|
TÜRKİYE CUMHURİYETİ
|
|
ANAYASA MAHKEMESİ
|
|
|
|
|
|
İKİNCİ BÖLÜM
|
|
|
|
KARAR
|
|
|
|
ÖMER ŞERAN BAŞVURUSU
|
|
(Başvuru Numarası: 2024/66217)
|
|
|
|
Karar Tarihi: 19/11/2025
|
|
|
|
İKİNCİ BÖLÜM
|
|
|
|
KARAR
|
|
|
|
Başkan
|
:
|
Basri BAĞCI
|
|
Üyeler
|
:
|
Engin YILDIRIM
|
|
|
|
Yıldız SEFERİNOĞLU
|
|
|
|
Kenan YAŞAR
|
|
|
|
Metin KIRATLI
|
|
Raportör
|
:
|
Mehmet ALTUNDİŞ
|
|
Başvurucu
|
:
|
Ömer ŞERAN
|
|
Vekili
|
:
|
Av. Sinem ARKAŞ KILIÇ
|
I. BAŞVURUNUN KONUSU
1. Başvuru, aynı maddi olaya dayanılmak suretiyle açılan başka davalarda verilen kararlardan aksi bir sonuca ulaşılarak davanın reddine karar verilmesi nedeniyle hakkaniyete uygun yargılanma hakkının ve mülkiyet hakkının ihlal edildiği iddialarına ilişkindir.
II. BAŞVURU SÜRECİ
2. Başvuru 13/12/2024 tarihinde yapılmıştır. Komisyonca başvurunun kabul edilebilirlik incelemesinin Bölüm tarafından yapılmasına karar verilmiştir.
3. Başvuru belgelerinin bir örneği bilgi için Adalet Bakanlığına gönderilmiştir.
III. OLAY VE OLGULAR
4. Başvuru formu ve eklerinde ifade edildiği şekliyle ilgili olaylar özetle şöyledir:
A. Uyuşmazlığın Arka Planı
5. Başvurucu, Diyarbakır Barosuna kayıtlı bir avukattır. Başvurucu ile D.E.P.S. A.Ş. (Şirket) arasında avukatlık ücret sözleşmesi akdedilmiştir. Anılan sözleşmenin konusu Şirket alacaklarının tahsili amacıyla açılan icra takibi, buna bağlı davaların takibiyle ilgili olarak Şirket tarafından vekâlet akdi ile hizmet satın alınmasına, vekâlet akdi ile çalışacak avukatların hizmetlerine, sorumluluklarına, mali haklarına ve sözleşme şartlarına dair usul ve esasları belirlemektir.

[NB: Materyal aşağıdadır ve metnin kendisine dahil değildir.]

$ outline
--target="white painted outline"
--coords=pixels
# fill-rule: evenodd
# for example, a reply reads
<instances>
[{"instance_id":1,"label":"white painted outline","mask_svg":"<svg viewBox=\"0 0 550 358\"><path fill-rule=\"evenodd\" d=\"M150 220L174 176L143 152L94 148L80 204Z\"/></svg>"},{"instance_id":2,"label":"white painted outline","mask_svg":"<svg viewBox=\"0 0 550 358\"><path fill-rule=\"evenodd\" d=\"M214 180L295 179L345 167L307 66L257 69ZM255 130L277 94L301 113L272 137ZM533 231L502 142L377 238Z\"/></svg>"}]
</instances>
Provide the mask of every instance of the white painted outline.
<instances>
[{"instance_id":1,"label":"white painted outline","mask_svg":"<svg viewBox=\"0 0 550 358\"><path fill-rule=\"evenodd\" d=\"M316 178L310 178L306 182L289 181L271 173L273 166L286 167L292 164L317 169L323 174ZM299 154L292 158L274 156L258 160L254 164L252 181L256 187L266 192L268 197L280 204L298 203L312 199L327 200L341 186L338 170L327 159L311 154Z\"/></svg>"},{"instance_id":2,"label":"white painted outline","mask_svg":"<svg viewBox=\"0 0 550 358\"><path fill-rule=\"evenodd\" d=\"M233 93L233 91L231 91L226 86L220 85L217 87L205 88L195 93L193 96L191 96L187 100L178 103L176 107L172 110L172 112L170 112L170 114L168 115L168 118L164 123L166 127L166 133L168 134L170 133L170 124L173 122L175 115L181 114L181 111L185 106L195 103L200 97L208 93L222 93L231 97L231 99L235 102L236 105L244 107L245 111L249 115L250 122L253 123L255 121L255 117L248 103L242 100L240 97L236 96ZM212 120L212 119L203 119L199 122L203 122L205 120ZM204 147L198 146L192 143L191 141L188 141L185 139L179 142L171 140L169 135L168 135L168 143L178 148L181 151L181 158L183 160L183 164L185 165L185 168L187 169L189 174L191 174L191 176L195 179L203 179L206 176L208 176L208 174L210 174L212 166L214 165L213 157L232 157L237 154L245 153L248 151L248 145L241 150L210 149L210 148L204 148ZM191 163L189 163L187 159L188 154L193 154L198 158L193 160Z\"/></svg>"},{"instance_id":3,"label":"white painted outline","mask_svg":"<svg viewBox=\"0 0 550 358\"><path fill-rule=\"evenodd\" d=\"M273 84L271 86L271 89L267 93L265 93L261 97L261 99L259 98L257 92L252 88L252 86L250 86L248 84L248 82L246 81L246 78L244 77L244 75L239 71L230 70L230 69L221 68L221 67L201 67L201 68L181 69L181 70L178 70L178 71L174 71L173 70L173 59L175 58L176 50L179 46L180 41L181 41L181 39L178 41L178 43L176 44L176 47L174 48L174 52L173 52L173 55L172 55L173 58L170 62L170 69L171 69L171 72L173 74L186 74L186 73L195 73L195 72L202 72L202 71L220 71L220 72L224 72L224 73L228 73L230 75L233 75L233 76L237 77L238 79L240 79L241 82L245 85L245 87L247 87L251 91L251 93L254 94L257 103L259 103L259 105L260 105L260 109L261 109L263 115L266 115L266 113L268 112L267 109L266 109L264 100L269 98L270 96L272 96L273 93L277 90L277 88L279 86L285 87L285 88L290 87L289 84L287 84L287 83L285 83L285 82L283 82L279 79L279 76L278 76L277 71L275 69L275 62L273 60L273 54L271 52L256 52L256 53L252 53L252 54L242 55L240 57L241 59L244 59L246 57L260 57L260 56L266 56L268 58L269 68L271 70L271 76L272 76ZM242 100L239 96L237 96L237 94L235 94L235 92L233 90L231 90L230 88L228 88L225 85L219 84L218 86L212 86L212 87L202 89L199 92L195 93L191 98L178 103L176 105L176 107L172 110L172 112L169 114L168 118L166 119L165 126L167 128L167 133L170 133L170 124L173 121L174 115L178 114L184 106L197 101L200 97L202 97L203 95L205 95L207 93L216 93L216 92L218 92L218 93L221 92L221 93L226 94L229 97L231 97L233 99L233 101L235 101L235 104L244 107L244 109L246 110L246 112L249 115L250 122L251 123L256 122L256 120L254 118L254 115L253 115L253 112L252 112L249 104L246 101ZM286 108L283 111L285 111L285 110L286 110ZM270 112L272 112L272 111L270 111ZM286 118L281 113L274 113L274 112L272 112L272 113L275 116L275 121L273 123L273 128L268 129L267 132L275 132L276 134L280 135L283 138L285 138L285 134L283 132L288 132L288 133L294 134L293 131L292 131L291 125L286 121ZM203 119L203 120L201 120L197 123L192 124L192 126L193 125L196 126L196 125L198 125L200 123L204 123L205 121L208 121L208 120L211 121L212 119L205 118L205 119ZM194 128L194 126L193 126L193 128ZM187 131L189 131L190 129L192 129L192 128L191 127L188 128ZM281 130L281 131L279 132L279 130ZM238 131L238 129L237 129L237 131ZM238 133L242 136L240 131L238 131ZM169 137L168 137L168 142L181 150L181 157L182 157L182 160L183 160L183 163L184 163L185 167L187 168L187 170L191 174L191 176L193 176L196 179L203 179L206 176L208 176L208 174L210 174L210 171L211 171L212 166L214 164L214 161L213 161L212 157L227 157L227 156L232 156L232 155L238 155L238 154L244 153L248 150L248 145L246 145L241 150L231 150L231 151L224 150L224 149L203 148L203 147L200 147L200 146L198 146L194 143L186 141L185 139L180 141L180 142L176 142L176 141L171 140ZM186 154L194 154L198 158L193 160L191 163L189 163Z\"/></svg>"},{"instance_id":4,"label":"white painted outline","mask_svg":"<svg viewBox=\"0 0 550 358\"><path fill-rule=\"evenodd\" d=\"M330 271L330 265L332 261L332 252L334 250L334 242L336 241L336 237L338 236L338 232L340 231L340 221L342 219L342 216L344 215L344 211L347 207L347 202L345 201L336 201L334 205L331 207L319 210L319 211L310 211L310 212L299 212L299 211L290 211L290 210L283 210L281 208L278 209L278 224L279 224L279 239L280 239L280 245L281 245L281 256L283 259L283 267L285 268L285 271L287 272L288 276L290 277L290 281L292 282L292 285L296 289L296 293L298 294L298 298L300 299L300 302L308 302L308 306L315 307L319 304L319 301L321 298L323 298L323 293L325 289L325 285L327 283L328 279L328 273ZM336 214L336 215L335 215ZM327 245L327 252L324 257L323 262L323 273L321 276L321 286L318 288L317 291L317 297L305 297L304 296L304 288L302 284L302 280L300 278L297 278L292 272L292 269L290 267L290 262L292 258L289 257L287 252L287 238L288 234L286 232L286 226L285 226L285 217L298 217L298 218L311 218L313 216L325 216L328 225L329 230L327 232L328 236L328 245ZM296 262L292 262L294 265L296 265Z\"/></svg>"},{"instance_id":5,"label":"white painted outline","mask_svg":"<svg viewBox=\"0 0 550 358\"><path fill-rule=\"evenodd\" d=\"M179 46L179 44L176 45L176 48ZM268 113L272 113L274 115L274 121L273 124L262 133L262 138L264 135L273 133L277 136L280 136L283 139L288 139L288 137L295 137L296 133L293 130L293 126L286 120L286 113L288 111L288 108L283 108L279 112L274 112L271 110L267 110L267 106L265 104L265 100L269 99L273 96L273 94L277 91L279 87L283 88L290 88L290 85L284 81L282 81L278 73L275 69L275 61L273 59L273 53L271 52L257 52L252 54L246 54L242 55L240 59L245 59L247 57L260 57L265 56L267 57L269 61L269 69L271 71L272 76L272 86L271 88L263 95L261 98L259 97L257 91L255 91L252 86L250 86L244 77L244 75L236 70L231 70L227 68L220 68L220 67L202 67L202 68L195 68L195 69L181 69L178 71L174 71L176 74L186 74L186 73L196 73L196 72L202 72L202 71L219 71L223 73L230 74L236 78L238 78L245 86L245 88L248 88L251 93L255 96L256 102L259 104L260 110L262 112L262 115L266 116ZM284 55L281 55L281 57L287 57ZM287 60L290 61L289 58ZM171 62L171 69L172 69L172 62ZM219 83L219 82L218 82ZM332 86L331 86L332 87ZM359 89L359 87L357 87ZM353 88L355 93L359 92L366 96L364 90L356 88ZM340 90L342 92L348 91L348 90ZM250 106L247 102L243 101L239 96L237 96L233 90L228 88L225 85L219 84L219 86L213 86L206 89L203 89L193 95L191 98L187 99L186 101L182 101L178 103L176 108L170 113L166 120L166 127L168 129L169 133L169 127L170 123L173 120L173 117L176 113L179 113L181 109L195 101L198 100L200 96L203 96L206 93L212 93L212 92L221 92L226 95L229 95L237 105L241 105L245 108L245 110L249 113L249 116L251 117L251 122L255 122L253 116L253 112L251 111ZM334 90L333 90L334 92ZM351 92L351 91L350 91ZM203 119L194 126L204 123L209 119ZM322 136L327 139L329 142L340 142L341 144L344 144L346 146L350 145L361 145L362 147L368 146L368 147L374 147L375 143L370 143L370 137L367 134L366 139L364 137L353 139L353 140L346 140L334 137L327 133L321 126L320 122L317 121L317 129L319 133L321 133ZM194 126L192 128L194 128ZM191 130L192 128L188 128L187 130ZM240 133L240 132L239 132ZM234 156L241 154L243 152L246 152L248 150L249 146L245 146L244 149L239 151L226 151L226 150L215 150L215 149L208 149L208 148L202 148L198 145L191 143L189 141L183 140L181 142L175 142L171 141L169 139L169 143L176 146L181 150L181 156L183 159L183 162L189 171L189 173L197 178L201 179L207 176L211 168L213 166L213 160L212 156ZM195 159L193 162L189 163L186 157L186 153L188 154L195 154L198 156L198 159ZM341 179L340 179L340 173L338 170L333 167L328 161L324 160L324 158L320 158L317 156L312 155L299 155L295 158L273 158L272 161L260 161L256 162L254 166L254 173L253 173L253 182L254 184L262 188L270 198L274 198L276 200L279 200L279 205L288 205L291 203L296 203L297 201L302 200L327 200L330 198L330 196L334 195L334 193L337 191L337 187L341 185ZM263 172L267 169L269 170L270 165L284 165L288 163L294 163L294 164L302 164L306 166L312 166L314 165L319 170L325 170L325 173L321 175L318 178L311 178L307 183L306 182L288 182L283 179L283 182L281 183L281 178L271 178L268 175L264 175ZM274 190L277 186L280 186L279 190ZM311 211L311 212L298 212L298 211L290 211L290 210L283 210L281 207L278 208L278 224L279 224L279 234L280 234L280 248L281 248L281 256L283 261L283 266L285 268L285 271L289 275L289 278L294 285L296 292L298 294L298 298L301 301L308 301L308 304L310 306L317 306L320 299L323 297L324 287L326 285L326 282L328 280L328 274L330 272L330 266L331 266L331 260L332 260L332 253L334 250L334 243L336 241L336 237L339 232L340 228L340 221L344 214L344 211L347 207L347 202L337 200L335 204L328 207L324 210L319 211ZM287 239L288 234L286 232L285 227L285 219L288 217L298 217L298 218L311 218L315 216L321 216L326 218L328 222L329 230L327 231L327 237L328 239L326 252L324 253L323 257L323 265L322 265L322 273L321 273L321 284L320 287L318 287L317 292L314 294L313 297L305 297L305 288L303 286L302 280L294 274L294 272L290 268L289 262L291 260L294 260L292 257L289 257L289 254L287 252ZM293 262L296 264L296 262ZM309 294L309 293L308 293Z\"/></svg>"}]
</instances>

6. Sözleşmenin 4.A maddesine göre taraflar, Şirket aleyhine ve lehine açılan icra takiplerinde icra takiplerinin avukat tarafından takip edilmesi nedeniyle belirlenen ücret dışında avukata herhangi bir ücret ödemesi yapılmayacağı konusunda mutabıktır; avukata dosya hitam olduğunda düzenleyeceği serbest meslek makbuzu karşılığında icra takiplerinde avukatlık asgari ücret tarifesi hükümleri uyarınca icra veya yargı mercilerince Şirket lehine hükmedilip karşı taraftan tahsil edilen avukatlık ücretlerinin tamamı ödenecektir. Avukata -avukatlık ücreti dışında- ilamsız icra takip dosyasının kendisine atanma tarihinden itibaren ilk dört ay içinde yapacağı anapara tahsilatı üzerinden yüzde 6, ikinci dört ay içinde yapacağı anapara tahsilatı üzerinden yüzde 4, üçüncü dört ay içinde yapacağı anapara tahsilatı üzerinden yüzde 2 oranında hesaplanacak prim dosyanın hitam olması hâlinde kesilecek serbest meslek makbuzu karşılığında ödenecektir.
7. Sözleşmenin 4.B maddesine göre Şirket avukata verdiği icra takipleri ile takibe bağlı ceza ve hukuk davalarında bulunduklarısafhada durdurmak, takside bağlamak, feragat, kabul ve sulh ile sonuçlandırmak, başka avukata vermek veya diğer avukatlarla birlikte gidip takip ettirmek yetkilerine sahiptir. Sözleşmenin 4.D maddesine göre avukatın sözleşmeyi feshetmesi ve işi bırakması, Şirketin sözleşmeyi herhangi bir sebeple feshetmesi veya dosyaları geri alması hâlinde avukat Şirketten vekâlet ücreti talebinde veya ne adla olursa olsun herhangi bir talepte bulunamayacaktır.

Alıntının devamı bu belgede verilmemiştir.